1

I have a data frame of 4352 observations and 21 columns. First column is a date vector and the other 20 columns are numeric vectors (representing stock prices). Since on some days (i.e. weekends and holidays) there are no trades, therefore some observations have NA's in columns 2:21.

The following code shows me logical data frame indicating of there is NA and test data frame has the same dimensions as the input table.

test <- is.na(prices[, 2:21]) %>% as.data.frame()

However when I do the following, the result is 48052 observations with additional rows names e.g.
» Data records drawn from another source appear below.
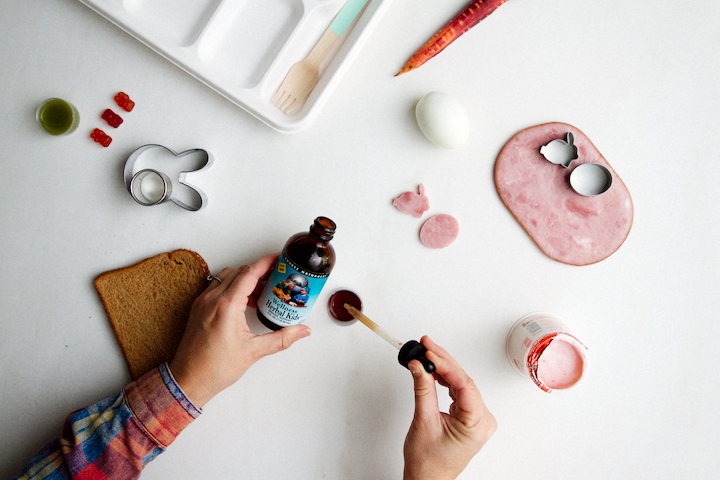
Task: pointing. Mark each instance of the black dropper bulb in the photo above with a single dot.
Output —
(414, 350)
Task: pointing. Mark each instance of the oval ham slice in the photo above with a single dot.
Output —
(567, 226)
(439, 231)
(413, 203)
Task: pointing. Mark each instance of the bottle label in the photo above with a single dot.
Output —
(290, 293)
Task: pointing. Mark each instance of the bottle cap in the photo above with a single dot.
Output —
(414, 350)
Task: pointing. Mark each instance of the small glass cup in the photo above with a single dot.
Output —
(57, 117)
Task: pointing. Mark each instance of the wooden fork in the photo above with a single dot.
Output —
(304, 75)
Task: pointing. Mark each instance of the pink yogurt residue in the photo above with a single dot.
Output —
(560, 365)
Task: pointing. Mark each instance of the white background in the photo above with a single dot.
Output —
(640, 79)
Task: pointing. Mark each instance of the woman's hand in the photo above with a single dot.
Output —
(218, 347)
(440, 445)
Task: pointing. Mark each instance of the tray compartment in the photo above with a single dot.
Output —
(243, 37)
(177, 24)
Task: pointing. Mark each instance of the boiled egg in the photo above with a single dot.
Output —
(442, 120)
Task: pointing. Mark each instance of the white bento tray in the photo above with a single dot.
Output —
(243, 49)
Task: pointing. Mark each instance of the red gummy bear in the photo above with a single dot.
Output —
(100, 137)
(124, 101)
(113, 119)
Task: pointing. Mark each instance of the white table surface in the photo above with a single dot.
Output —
(639, 78)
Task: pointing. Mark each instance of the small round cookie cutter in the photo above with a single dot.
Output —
(150, 187)
(587, 179)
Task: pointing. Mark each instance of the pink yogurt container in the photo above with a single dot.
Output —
(542, 347)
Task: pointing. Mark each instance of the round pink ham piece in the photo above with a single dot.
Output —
(413, 203)
(567, 226)
(439, 231)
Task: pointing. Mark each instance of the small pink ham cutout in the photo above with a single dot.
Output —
(413, 203)
(568, 227)
(439, 231)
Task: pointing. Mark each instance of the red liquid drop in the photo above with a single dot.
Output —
(340, 298)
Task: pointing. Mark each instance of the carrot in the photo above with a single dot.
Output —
(464, 21)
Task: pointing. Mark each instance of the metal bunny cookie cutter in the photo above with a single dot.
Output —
(560, 152)
(587, 179)
(148, 184)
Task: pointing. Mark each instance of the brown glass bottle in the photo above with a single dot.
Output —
(298, 276)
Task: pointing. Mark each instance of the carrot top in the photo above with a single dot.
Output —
(471, 15)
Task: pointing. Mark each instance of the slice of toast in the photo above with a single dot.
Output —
(149, 303)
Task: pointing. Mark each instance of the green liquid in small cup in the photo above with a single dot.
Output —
(57, 117)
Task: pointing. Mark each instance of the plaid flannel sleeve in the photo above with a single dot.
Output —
(116, 437)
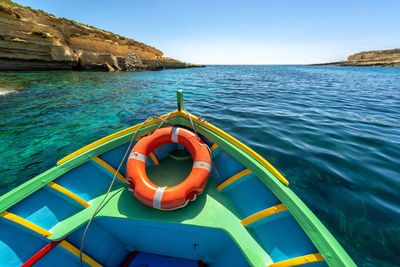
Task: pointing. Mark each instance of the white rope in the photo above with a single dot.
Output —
(113, 180)
(191, 122)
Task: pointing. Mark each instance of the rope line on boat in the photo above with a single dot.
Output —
(113, 180)
(191, 122)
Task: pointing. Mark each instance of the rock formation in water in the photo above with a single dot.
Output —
(34, 40)
(382, 58)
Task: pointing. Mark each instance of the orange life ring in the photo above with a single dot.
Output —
(168, 198)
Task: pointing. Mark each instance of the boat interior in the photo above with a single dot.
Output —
(236, 221)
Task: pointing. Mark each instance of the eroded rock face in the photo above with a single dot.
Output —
(33, 40)
(382, 58)
(133, 63)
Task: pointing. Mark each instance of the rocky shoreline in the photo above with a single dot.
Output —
(35, 40)
(379, 58)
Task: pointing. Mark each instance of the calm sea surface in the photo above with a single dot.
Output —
(334, 132)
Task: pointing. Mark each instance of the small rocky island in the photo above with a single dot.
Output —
(380, 58)
(35, 40)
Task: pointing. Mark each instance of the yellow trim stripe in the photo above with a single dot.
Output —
(262, 214)
(153, 157)
(298, 260)
(213, 147)
(69, 194)
(30, 225)
(109, 168)
(75, 251)
(209, 126)
(233, 178)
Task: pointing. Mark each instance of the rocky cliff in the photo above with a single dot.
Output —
(383, 58)
(35, 40)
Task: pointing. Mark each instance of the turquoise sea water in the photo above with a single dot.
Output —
(334, 132)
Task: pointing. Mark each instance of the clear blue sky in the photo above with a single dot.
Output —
(243, 32)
NA.40755 etc.

test <- prices[is.na(prices[, 2:21]) == 0, ]

But when I use comma instead of colon when slicing columns it seems that I have the desired output (i.e. 2970 observations):

test <- prices[is.na(prices[, 2, 21]) == 0, ]

Therefore my question is why I have to slice [, 2, 21] instead of [, 2:21] ?

SlavicDoomer
  • 181
  • 1
  • 5

2 Answers2

1

is.na(prices[, 2:21]) is a logical matrix with TRUE/FALSE values. I am not sure what you were trying to do when comparing it == 0 because that would return logical matrix of same dimension. You need to consolidate all the row values together using rowSums so that you have only 1 value in each row.

If you want drop the rows with all NA values you can use :

prices <- prices[rowSums(!is.na(prices[, 2:21])) > 0, ]
Ronak Shah
  • 377,200
  • 20
  • 156
  • 213
0

We can use Reduce with lapply from base R

prices <- prices[!Reduce(`&`, lapply(prices[2:21], is.na)),]
akrun
  • 874,273
  • 37
  • 540
  • 662